MP3tunes describes MP3beamer as a “digital music recorder.” The device is designed to play MP3 files, but MP3tunes says it has the ability to transcode tracks from other formats as well. It is restricted to music that doesn’t have Digital Rights Management (DRM) encryption, which means it won’t play music bought through the iTunes Music Store, for example.
The MP3beamer appliance is a compact off-the-shelf PC computer running the Linux-based Linspire operating system. It’s equipped with a 10/100-megabit Ethernet interface and has been tested with some home stereo media receivers, including SMC’s EZ Stream Wireless Audio Adapter and Linksys’ WMLS11B. It also supports Universal Plug and Play (UPnP).

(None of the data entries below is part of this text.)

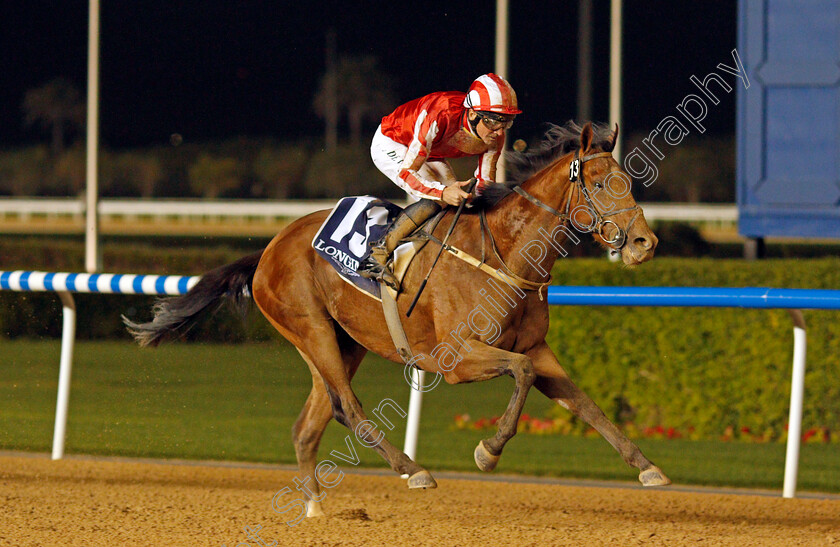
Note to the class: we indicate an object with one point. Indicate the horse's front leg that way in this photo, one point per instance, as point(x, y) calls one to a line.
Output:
point(483, 362)
point(553, 381)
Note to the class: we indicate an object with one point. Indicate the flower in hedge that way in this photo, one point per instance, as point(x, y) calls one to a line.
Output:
point(462, 421)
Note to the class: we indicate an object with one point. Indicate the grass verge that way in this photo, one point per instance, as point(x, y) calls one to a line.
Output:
point(238, 402)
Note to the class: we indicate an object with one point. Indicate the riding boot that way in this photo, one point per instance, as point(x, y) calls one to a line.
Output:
point(375, 264)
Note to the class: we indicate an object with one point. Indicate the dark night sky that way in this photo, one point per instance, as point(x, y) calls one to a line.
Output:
point(213, 69)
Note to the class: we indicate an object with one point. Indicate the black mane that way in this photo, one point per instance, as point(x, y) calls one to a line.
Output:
point(558, 141)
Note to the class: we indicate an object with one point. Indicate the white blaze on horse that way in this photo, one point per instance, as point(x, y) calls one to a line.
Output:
point(333, 324)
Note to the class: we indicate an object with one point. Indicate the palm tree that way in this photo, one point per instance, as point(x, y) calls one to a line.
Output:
point(363, 92)
point(56, 106)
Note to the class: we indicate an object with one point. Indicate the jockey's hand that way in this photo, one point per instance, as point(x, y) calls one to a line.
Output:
point(453, 194)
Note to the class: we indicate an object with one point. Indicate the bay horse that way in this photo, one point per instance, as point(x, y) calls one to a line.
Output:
point(333, 325)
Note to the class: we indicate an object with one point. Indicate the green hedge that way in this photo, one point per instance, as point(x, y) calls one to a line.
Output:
point(702, 371)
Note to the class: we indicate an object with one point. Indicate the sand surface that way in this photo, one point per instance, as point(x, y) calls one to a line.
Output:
point(90, 502)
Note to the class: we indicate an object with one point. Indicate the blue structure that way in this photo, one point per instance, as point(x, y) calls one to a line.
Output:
point(788, 121)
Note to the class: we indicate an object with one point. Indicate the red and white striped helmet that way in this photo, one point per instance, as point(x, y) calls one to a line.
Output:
point(492, 93)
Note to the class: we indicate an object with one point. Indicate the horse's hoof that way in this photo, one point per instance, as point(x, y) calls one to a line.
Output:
point(313, 509)
point(653, 476)
point(422, 479)
point(484, 459)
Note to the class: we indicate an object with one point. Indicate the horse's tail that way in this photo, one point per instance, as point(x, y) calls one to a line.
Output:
point(174, 316)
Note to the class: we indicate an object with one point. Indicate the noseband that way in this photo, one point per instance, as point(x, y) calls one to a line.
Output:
point(619, 238)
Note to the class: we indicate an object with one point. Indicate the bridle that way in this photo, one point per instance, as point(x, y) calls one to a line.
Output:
point(619, 237)
point(616, 243)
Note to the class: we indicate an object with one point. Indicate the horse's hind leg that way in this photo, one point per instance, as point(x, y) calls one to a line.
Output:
point(323, 353)
point(313, 420)
point(484, 362)
point(553, 381)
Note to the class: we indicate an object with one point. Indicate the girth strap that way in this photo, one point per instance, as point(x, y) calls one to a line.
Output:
point(510, 279)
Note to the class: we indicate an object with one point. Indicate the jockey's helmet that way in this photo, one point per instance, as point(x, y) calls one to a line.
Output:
point(492, 93)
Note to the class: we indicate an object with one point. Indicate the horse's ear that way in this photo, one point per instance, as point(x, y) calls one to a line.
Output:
point(586, 138)
point(613, 138)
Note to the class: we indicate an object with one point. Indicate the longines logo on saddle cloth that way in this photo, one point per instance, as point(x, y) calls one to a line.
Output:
point(345, 237)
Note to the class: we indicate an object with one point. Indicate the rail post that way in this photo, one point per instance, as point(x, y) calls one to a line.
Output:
point(68, 340)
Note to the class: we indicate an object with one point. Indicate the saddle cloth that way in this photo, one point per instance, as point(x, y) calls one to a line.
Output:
point(345, 237)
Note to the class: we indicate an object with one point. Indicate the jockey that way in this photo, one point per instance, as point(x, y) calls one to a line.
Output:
point(411, 147)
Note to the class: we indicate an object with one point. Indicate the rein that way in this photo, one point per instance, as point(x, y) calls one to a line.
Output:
point(616, 242)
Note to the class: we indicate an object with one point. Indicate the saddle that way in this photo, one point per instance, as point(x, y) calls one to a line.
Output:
point(356, 221)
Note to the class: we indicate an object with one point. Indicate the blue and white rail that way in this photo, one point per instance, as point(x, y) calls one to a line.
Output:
point(96, 283)
point(749, 297)
point(67, 283)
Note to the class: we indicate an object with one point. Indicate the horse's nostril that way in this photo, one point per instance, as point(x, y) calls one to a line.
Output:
point(643, 242)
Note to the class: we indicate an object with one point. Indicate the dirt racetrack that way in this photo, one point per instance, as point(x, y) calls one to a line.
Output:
point(91, 502)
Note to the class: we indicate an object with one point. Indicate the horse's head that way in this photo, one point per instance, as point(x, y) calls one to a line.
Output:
point(601, 201)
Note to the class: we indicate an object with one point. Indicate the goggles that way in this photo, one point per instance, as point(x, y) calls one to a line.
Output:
point(493, 121)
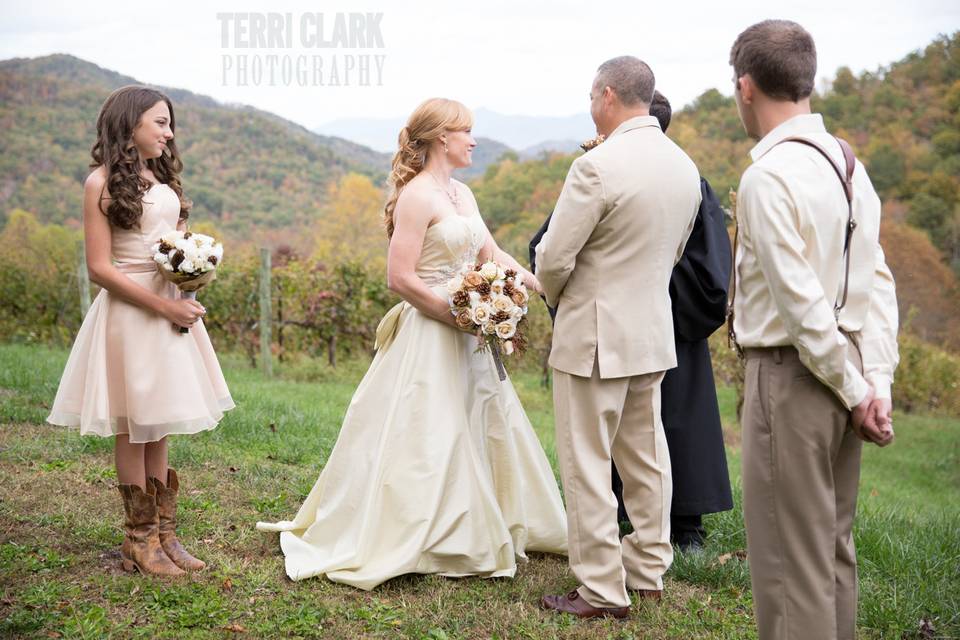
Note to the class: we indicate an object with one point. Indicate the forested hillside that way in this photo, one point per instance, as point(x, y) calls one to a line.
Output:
point(244, 168)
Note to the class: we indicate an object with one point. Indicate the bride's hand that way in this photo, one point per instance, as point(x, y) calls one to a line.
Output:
point(530, 282)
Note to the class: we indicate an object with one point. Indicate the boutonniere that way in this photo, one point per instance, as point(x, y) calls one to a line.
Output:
point(591, 143)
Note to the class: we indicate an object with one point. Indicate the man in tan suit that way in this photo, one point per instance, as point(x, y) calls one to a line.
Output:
point(815, 311)
point(620, 225)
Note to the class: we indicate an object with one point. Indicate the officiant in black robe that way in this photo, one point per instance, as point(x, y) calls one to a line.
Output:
point(689, 409)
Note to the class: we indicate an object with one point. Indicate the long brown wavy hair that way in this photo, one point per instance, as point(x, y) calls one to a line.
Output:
point(426, 124)
point(115, 151)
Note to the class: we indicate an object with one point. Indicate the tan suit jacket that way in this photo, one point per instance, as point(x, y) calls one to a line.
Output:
point(622, 220)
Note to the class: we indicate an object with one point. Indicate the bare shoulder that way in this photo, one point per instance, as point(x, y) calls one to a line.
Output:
point(416, 204)
point(96, 180)
point(464, 190)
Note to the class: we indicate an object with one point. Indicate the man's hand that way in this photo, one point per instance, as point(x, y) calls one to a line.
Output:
point(861, 413)
point(880, 415)
point(871, 419)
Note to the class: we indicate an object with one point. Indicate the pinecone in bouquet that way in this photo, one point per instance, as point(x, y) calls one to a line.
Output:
point(491, 302)
point(188, 260)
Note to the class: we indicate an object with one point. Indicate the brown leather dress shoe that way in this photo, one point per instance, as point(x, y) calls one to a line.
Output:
point(573, 603)
point(647, 594)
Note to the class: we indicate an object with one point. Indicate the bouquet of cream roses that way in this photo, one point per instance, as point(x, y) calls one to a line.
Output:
point(188, 260)
point(491, 302)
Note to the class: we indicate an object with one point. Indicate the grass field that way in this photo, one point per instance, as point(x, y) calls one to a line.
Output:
point(60, 529)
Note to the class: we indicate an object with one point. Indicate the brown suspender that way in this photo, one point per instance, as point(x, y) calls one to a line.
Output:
point(846, 180)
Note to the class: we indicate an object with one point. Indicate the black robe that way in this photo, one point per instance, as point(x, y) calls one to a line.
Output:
point(689, 409)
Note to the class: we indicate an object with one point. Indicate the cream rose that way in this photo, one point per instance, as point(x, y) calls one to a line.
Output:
point(454, 284)
point(506, 330)
point(489, 271)
point(481, 313)
point(502, 303)
point(472, 279)
point(464, 319)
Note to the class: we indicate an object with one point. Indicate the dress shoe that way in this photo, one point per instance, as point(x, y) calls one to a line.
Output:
point(573, 603)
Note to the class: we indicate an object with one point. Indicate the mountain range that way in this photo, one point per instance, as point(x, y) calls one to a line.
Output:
point(527, 135)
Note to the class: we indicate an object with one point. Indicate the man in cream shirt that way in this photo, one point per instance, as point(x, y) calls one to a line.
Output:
point(620, 225)
point(818, 371)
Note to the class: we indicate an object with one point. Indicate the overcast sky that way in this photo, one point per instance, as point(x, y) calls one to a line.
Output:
point(532, 58)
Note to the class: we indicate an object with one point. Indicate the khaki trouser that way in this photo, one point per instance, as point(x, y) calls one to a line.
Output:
point(620, 418)
point(801, 467)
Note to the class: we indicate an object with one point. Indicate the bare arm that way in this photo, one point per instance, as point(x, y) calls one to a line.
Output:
point(97, 233)
point(411, 218)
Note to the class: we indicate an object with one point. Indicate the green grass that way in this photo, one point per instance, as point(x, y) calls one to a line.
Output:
point(60, 528)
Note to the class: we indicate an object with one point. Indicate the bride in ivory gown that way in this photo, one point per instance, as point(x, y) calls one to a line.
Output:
point(437, 468)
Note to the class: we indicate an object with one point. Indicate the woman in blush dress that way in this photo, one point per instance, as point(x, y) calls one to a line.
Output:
point(437, 468)
point(130, 374)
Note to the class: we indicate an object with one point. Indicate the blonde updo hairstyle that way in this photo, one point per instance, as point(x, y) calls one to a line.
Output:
point(429, 121)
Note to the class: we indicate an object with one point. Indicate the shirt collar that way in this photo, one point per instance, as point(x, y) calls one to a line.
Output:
point(804, 124)
point(635, 122)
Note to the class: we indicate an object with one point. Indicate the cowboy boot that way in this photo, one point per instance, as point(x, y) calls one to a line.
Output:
point(167, 509)
point(141, 548)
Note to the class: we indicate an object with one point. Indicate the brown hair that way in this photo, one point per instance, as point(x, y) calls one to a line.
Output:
point(427, 123)
point(780, 57)
point(115, 151)
point(661, 110)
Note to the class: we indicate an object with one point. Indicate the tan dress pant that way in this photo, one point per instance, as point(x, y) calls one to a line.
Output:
point(801, 467)
point(620, 418)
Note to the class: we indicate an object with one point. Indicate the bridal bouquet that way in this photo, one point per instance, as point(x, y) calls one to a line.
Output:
point(491, 302)
point(188, 260)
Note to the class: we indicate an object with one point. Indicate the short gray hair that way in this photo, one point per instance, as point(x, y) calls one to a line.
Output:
point(630, 78)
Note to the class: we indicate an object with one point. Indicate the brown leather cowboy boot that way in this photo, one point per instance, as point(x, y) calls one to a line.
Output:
point(167, 508)
point(141, 548)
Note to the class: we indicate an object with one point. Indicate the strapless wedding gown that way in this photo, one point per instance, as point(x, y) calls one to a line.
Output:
point(437, 468)
point(129, 371)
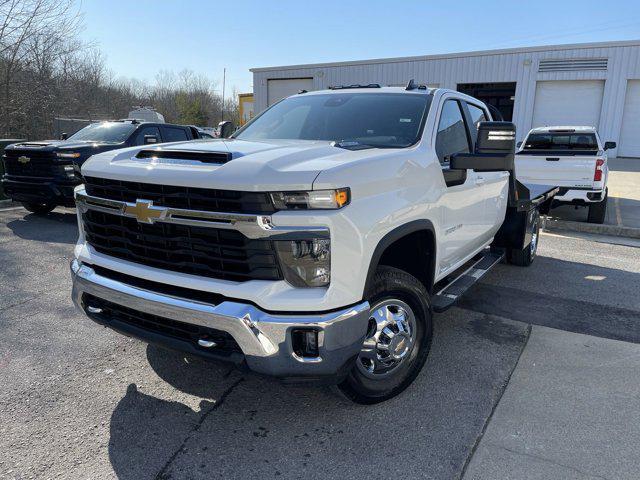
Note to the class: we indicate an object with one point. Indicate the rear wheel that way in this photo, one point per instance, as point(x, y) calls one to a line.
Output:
point(525, 257)
point(398, 338)
point(39, 208)
point(598, 211)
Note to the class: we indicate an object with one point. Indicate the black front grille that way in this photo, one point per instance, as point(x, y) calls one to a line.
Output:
point(39, 164)
point(209, 252)
point(225, 343)
point(190, 198)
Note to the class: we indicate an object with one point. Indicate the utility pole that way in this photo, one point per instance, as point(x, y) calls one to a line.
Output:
point(224, 78)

MP3beamer comes equipped with a built-in flash card reader and USB 2.0 interface so you can use any USB drive or commonly used flash media to transfer music to it; it’s also equipped with a CD-ROM drive, so you can rip music you have on audio CDs directly to the MP3beamer if you prefer, using a Linspire-based application called Lsongs as the music manager. It has an 80GB hard disk drive.
MP3beamer can also synchronize music over a network, although that piece of it isn’t yet available for Mac OS X — MP3tunes says it’s coming soon. The device is visible on a network to Macs and PCs running iTunes, just as if another iTunes user had published their library. What’s more, MP3beamer also supports a Web and Java-based interfaces.
MP3tunes is the new commercial digital music download service founded by Michael Robertson, former CEO of MP3.com. The service
launched in February 2005
and features hundreds of thousands of songs from independent artists and record labels in MP3 format, made available without Digital Rights Management (DRM) encryption. MP3beamer is the first hardware device that MP3tunes has introduced.
Not coincidentally, Robertson also founded Linspire Inc., producers of the Linspire operating system that powers MP3beamer. Linspire gained public attention in 2004 when it changed its name to Linspire Inc. from Lindows Inc. following numerous trademark lawsuits in the United States and in international courts filed by Microsoft Corp. The company sells the Linspire operating system from its Web site and vets it for use on inexpensive pre-configured desktop and laptop computers available from various retailers.
MP3tunes is also offering do-it-yourselfers a software-only version of MP3beamer — it costs US$69.95, and it includes the server software, music sync software and the Linspire operating system, so you’ll need a PC-compatible computer to install it on.